Why it works: The chocolate is the dark horse of this recipe and works wonders to tie in Cabernet’s deep cocoa notes. We’ve lightened this up by skipping lardons and a whole lot of extra butter, and we’ve kept in the veggies that are normally strained out. This feels a lot heartier than it is.
Sauté diced onion in olive oil over medium heat until softened. Add plenty of crushed garlic and red pepper flakes to taste. Add in anchovy filets and stir until melted in. Add in chopped black olives with a bit of reserved liquid from the olives. Add tomato paste and red wine and simmer just a bit before adding in San Marzano tomatoes. Add in capers and simmer. Adjust seasoning and serve with fresh pasta.
Why it works: Since Zinfandel is related to southern Italy’s Primitivo, it only makes sense that it works with spicy southern Italian dishes. Zin can be zesty, just like this sauce, so the amount of heat really ends up being a personal preference. Go with a more traditionally styled Zin to make sure it’s not too jammy.
Soak dried chickpeas overnight and drain completely. In a food processer, add chickpeas, parsley, cilantro, garlic, onion, cumin, red pepper, and hot paprika and pulse until a coarse meal. Refrigerate for at least an hour. Form small patties and fry in hot grapeseed oil until brown on all sides. Serve with fresh veggies, tahini or other sauce, and pita.

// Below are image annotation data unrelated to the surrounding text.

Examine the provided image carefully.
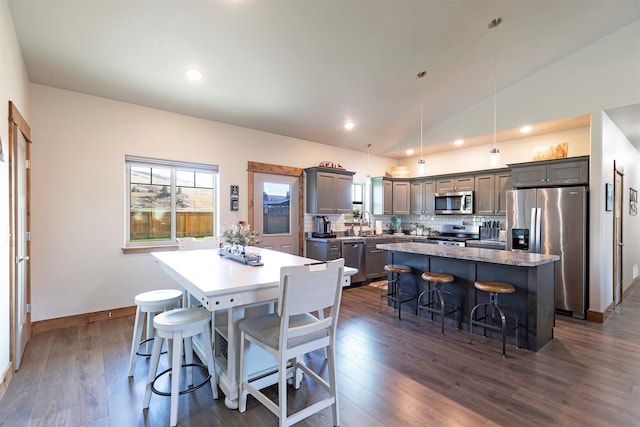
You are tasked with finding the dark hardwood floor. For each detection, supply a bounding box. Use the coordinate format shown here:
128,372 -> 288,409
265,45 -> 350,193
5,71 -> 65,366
0,286 -> 640,427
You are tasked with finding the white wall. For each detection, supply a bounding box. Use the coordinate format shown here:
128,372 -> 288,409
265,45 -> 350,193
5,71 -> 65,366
31,85 -> 395,321
591,113 -> 640,309
0,0 -> 30,378
398,127 -> 591,176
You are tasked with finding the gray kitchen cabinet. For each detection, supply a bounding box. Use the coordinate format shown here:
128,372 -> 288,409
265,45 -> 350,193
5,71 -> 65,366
306,240 -> 342,261
371,177 -> 411,215
436,175 -> 475,193
305,167 -> 355,214
509,156 -> 589,188
474,170 -> 511,215
410,180 -> 436,215
392,181 -> 411,215
364,238 -> 395,279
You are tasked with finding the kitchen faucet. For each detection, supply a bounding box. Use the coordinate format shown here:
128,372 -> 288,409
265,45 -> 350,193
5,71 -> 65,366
360,211 -> 371,236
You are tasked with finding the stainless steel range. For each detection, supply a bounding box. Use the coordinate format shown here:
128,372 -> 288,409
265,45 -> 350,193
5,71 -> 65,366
426,224 -> 480,246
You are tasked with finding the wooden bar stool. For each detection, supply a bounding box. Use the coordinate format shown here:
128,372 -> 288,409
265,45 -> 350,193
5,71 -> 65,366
469,281 -> 519,357
129,289 -> 182,377
143,307 -> 218,426
380,264 -> 416,319
417,271 -> 460,335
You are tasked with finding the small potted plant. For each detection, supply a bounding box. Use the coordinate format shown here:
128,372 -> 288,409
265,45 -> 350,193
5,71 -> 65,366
222,224 -> 254,255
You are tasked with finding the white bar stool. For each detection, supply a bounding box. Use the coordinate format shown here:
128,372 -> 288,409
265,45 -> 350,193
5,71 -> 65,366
143,307 -> 218,426
129,289 -> 182,377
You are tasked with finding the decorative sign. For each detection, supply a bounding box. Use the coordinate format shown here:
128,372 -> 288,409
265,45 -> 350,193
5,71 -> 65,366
604,183 -> 613,212
533,142 -> 569,162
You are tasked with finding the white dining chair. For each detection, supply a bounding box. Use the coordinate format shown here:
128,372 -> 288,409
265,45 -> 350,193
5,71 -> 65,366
239,259 -> 344,426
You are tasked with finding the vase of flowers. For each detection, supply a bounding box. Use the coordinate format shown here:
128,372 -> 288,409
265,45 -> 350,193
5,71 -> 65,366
222,224 -> 254,255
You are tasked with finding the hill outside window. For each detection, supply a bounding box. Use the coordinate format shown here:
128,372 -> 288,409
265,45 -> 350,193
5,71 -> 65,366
125,156 -> 218,246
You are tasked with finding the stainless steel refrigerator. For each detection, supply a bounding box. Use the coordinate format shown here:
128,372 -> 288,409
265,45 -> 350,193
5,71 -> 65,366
506,187 -> 587,319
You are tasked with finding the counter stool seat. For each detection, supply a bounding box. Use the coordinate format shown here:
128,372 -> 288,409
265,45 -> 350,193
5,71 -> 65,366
380,264 -> 416,319
469,280 -> 519,357
417,271 -> 460,335
143,307 -> 218,426
129,289 -> 183,377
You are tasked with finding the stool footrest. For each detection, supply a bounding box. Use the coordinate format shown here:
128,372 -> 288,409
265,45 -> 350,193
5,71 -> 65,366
151,363 -> 211,397
136,338 -> 167,357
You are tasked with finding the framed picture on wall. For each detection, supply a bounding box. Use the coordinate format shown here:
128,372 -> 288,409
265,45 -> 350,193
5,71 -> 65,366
604,183 -> 613,212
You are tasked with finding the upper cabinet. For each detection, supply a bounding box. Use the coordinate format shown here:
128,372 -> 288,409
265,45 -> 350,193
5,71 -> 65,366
305,167 -> 355,214
436,175 -> 475,193
371,177 -> 411,215
474,170 -> 511,215
509,156 -> 589,188
410,179 -> 436,215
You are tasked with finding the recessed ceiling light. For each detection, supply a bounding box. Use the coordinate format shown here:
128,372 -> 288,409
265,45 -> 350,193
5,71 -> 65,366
186,68 -> 202,82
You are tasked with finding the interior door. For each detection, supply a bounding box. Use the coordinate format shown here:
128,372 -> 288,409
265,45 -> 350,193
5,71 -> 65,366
252,173 -> 300,255
613,165 -> 624,305
9,103 -> 31,370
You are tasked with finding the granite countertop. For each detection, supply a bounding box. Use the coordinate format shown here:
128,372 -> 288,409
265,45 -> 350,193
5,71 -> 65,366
307,234 -> 422,242
376,242 -> 560,267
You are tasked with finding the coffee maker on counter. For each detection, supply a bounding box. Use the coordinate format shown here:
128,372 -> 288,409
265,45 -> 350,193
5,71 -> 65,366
311,216 -> 336,238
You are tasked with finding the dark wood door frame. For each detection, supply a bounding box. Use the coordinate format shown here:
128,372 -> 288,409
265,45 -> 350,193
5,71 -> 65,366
247,162 -> 304,256
8,101 -> 32,371
612,160 -> 624,310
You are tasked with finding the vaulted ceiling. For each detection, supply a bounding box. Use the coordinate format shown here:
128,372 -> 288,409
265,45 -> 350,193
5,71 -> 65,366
9,0 -> 640,157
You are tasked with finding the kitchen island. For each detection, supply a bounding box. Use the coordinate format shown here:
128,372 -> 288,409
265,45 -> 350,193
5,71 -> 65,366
377,243 -> 560,351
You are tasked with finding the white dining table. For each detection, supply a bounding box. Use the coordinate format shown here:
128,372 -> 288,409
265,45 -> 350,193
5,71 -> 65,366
151,247 -> 357,409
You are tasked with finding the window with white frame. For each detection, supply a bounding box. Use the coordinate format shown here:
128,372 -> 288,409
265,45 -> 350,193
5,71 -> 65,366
125,155 -> 218,246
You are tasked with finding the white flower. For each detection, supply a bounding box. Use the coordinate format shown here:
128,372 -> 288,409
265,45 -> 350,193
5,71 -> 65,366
222,225 -> 254,247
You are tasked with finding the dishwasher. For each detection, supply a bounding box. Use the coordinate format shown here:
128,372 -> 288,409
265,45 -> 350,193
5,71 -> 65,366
342,240 -> 367,283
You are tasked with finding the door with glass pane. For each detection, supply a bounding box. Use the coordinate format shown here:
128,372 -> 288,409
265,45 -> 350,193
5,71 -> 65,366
9,102 -> 31,371
252,173 -> 300,255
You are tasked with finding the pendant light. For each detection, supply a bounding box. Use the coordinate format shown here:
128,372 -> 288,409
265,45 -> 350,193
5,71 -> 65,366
364,144 -> 371,182
489,18 -> 502,167
417,71 -> 427,176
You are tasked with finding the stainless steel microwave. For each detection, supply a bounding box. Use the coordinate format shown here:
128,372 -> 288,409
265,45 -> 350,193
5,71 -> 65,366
434,191 -> 473,215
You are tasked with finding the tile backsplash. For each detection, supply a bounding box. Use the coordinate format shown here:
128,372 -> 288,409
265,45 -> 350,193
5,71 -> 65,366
304,214 -> 506,233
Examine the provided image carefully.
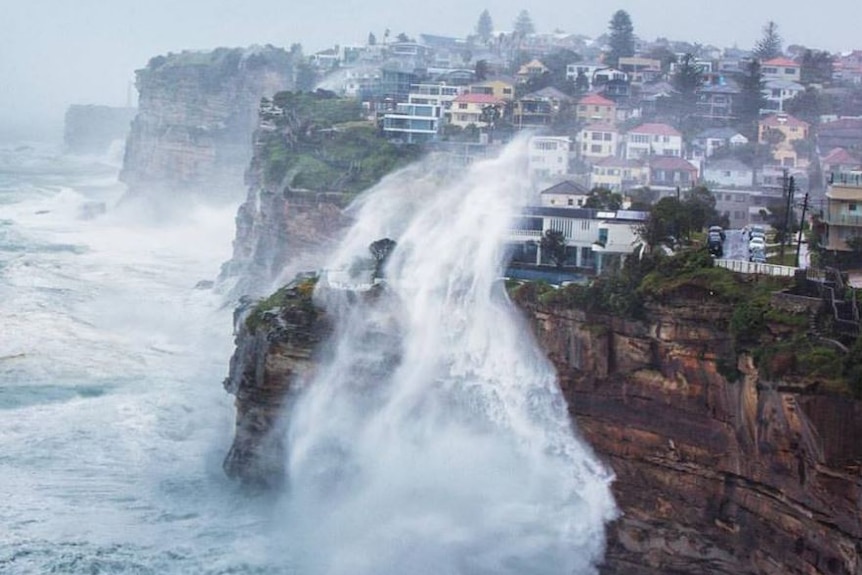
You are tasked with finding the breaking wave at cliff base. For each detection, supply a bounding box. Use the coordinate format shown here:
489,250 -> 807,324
283,142 -> 615,575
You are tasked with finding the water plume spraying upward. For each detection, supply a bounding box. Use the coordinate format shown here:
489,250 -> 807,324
286,142 -> 615,575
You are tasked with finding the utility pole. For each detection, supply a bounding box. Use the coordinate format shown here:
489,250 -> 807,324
796,192 -> 808,267
778,170 -> 796,265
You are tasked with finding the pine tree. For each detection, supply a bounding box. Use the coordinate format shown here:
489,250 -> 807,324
606,10 -> 635,68
733,60 -> 766,142
754,20 -> 781,61
514,10 -> 536,38
476,10 -> 494,42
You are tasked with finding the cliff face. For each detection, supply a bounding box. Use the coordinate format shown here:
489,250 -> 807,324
526,299 -> 862,575
120,47 -> 293,202
220,92 -> 419,296
63,105 -> 137,154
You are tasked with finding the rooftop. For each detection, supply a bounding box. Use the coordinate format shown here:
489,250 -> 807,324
629,123 -> 682,136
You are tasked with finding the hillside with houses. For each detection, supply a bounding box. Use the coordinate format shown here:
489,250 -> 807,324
276,10 -> 862,274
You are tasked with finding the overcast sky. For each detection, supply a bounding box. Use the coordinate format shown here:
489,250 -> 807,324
0,0 -> 862,138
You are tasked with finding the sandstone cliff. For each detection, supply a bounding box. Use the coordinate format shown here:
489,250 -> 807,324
220,91 -> 420,296
522,282 -> 862,575
225,268 -> 862,575
120,46 -> 294,199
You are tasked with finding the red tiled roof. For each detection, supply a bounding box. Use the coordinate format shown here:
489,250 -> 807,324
760,114 -> 808,128
761,56 -> 799,68
582,122 -> 619,132
649,156 -> 697,172
820,148 -> 860,166
629,123 -> 682,136
578,94 -> 616,106
454,94 -> 502,104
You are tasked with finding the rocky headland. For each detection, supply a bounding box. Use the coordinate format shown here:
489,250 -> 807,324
220,91 -> 419,297
225,250 -> 862,575
120,46 -> 295,199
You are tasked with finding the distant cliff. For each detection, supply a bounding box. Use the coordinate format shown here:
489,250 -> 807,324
225,258 -> 862,575
63,105 -> 137,154
220,91 -> 420,296
120,46 -> 294,199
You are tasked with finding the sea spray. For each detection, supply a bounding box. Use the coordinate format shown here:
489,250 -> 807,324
284,141 -> 615,575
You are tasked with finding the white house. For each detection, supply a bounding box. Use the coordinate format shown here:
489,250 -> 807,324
703,158 -> 754,188
528,136 -> 572,180
576,122 -> 620,160
539,180 -> 590,208
507,207 -> 649,271
625,123 -> 682,160
763,80 -> 805,112
691,128 -> 748,159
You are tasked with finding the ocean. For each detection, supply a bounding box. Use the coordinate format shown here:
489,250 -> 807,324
0,144 -> 616,575
0,144 -> 286,574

Why it works: Similar to puttanesca, Zin works really well with Mediterranean and North African dishes. The spices bring out those of Zin, and the spiciness works with Zin’s fruit. Working with a higher acid Zin can complement a creamier sauce nicely, too.
Basque garlic soup
Break up peasant bread and bake until toasted. Allow to cool completely. In a large pan, add adequate olive oil and sauté bread chunks until almost blackened. Remove and drain. Add a head’s worth of crushed garlic cloves to olive oil and sauté. Add in Spanish smoked paprika and stir to coat garlic. Add mushroom broth and bring to a simmer. Add sherry vinegar before returning bread to the pot and cooking until it breaks up. Lower heat and whisk three eggs into mixture. Adjust seasoning before serving.
Why it works: The smoky paprika and very toasted bread bring out the smokiness of Zin, while the sherry highlights barrel aging. This is a simple but very satisfying dish, particularly on colder nights.